What's the difference between ThreadPool vs Pool in the multiprocessing module?

python python-3.x multiprocessing threadpool python-multiprocessing

65,456

The multiprocessing.pool.ThreadPool behaves the same as the multiprocessing.Pool with the only difference that uses threads instead of processes to run the workers logic.

The reason you see

hi outside of main()

being printed multiple times with the multiprocessing.Pool is due to the fact that the pool will spawn 5 independent processes. Each process will initialize its own Python interpreter and load the module resulting in the top level print being executed again.

Note that this happens only if the spawn process creation method is used (only method available on Windows). If you use the fork one (Unix), you will see the message printed only once as for the threads.

The multiprocessing.pool.ThreadPool is not documented as its implementation has never been completed. It lacks tests and documentation. You can see its implementation in the source code.

I believe the next natural question is: when to use a thread based pool and when to use a process based one?

The rule of thumb is:

IO bound jobs -> multiprocessing.pool.ThreadPool
CPU bound jobs -> multiprocessing.Pool
Hybrid jobs -> depends on the workload, I usually prefer the multiprocessing.Pool due to the advantage process isolation brings

On Python 3 you might want to take a look at the concurrent.future.Executor pool implementations.

65,456

Author by

ozn

Updated on July 08, 2022

Comments

ozn almost 2 years

Whats the difference between ThreadPool and Pool in multiprocessing module. When I try my code out, this is the main difference I see:

from multiprocessing import Pool
import os, time

print("hi outside of main()")

def hello(x):
    print("inside hello()")
    print("Proccess id: ", os.getpid())
    time.sleep(3)
    return x*x

if __name__ == "__main__":
    p = Pool(5)
    pool_output = p.map(hello, range(3))

    print(pool_output)

I see the following output:

hi outside of main()
hi outside of main()
hi outside of main()
hi outside of main()
hi outside of main()
hi outside of main()
inside hello()
Proccess id:  13268
inside hello()
Proccess id:  11104
inside hello()
Proccess id:  13064
[0, 1, 4]

With "ThreadPool":

from multiprocessing.pool import ThreadPool
import os, time

print("hi outside of main()")

def hello(x):
    print("inside hello()")
    print("Proccess id: ", os.getpid())
    time.sleep(3)
    return x*x

if __name__ == "__main__":
    p = ThreadPool(5)
    pool_output = p.map(hello, range(3))

    print(pool_output)

I see the following output:

hi outside of main()
inside hello()
inside hello()
Proccess id:  15204
Proccess id:  15204
inside hello()
Proccess id:  15204
[0, 1, 4]

My questions are:

why is the “outside __main__()” run each time in the Pool?
multiprocessing.pool.ThreadPool doesn't spawn new processes?
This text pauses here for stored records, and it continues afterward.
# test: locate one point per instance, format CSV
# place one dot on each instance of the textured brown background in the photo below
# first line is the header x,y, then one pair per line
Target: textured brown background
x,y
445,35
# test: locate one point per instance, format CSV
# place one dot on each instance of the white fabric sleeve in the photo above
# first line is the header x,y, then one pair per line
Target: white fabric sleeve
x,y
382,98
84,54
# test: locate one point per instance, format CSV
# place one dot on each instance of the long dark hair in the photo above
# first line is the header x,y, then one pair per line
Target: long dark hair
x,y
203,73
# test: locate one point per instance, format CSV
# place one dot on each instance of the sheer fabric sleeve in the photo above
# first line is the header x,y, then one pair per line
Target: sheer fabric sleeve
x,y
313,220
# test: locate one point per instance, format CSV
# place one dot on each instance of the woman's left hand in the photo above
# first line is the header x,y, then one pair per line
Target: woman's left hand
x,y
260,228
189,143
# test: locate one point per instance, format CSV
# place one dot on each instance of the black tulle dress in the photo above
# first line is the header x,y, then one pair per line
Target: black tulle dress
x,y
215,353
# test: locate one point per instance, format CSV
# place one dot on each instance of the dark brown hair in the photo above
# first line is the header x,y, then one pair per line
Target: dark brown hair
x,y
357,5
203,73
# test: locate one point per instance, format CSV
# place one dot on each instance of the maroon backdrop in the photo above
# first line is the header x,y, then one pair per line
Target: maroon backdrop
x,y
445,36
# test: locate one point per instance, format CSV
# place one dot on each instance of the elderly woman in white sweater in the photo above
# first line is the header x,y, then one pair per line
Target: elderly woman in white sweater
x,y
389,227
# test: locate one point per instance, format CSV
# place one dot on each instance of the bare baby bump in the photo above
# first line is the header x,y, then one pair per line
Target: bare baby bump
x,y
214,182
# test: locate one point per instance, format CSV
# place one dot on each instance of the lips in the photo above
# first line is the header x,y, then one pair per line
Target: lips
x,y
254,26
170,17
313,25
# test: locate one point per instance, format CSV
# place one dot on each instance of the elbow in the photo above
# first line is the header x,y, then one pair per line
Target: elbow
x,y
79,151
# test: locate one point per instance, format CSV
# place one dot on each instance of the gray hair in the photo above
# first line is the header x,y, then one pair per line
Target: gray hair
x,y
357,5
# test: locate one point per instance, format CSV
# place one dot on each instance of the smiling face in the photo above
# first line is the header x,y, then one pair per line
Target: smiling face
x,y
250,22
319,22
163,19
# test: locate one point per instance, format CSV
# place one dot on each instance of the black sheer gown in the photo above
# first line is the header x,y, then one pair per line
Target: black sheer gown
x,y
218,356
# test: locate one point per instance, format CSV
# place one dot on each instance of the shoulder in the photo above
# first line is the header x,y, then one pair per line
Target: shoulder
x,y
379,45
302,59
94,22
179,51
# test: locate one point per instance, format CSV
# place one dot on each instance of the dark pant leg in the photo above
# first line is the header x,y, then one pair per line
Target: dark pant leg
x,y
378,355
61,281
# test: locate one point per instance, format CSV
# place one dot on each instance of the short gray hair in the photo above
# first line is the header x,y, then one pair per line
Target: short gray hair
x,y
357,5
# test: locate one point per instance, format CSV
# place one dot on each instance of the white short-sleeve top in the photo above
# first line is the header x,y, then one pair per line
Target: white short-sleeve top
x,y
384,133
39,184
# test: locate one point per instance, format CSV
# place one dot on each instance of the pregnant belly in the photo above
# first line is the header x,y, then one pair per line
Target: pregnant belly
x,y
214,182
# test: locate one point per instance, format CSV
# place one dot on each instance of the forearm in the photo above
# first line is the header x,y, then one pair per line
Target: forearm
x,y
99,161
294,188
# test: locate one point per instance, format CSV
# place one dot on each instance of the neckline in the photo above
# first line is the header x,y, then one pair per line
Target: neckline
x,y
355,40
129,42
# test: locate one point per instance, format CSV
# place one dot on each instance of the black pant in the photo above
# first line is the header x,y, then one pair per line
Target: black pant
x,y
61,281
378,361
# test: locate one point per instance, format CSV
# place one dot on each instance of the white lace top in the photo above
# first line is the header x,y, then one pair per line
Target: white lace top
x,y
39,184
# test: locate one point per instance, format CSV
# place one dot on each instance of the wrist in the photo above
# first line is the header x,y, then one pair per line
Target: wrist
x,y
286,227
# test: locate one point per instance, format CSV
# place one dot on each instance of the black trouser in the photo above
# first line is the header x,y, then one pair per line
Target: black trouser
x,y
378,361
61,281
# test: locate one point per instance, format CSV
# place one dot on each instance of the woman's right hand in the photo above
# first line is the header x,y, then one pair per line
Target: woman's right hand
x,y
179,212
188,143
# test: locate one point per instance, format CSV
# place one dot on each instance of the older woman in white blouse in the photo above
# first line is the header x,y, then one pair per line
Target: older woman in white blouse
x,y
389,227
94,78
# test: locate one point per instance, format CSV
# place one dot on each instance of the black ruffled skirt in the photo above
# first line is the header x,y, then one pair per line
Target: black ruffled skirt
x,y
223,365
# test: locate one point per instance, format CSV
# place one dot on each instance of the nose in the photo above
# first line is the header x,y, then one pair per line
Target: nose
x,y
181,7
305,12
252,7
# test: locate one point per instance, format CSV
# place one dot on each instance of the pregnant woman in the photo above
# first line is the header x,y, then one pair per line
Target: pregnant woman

It just creates new threads?
If so whats the difference between using multiprocessing.pool.ThreadPool as opposed to just threading module?

I don't see any official documentation for ThreadPool anywhere, can someone help me out where I can find it?

ozn over 6 years

Thanks for the answer. I just want to understand this statement: Note that this happens only if the spawn process creation method is used (only method available on Windows). If you use the fork one (Unix), you will see the message printed only once as for the threads. Im assuming, the "spawn" and "fork" are implicit when I call the "map()" or "Pool()"? Or is this something I can control?
noxdafox over 6 years

The explanation is in the link I gave you above when mentioning the spawn start method. You can control it, but the start methods availability depends on the OS platform. I assume you are using Windows as the default start strategy is the spawn one. If so, there's little to do as Windows only support spawn.
Cedric H. over 5 years

Is the comment about the unfinished implementation of ThreadPool still valid in 2019 with Python 3.7?
noxdafox over 5 years

Yes it is. As you can see from the linked source and the lack of documentation.
MrR about 5 years

Because the CPU is not the bottleneck hence threads can preempt and execute during the time that a thread would have been spinning cpu idle waiting for IO.
Spencer D over 4 years

@MrR, which is absolutely reasonable and true, but that does not actually address why IO bound jobs should prefer ThreadPool over a Pool (process); although, I would imagine that is answerable simply by common sense regarding the time it takes to fork off an entire subprocess as well as the additional overhead caused by not being able to share the same resources.
MrR over 4 years

if you can choose between threads and cpus, given the same benefits, you should always go threads as, yes, less overhead.
Walter Kelt about 2 years

Another reason to use Process as opposed to Thread is if the libraries involved in mp are NOT thread-safe. One such notable library is Pandas. If you want to use Pandas to execute several big data queries concurrently, than Process may be the safest way to go since Processes do not share thread state with one another.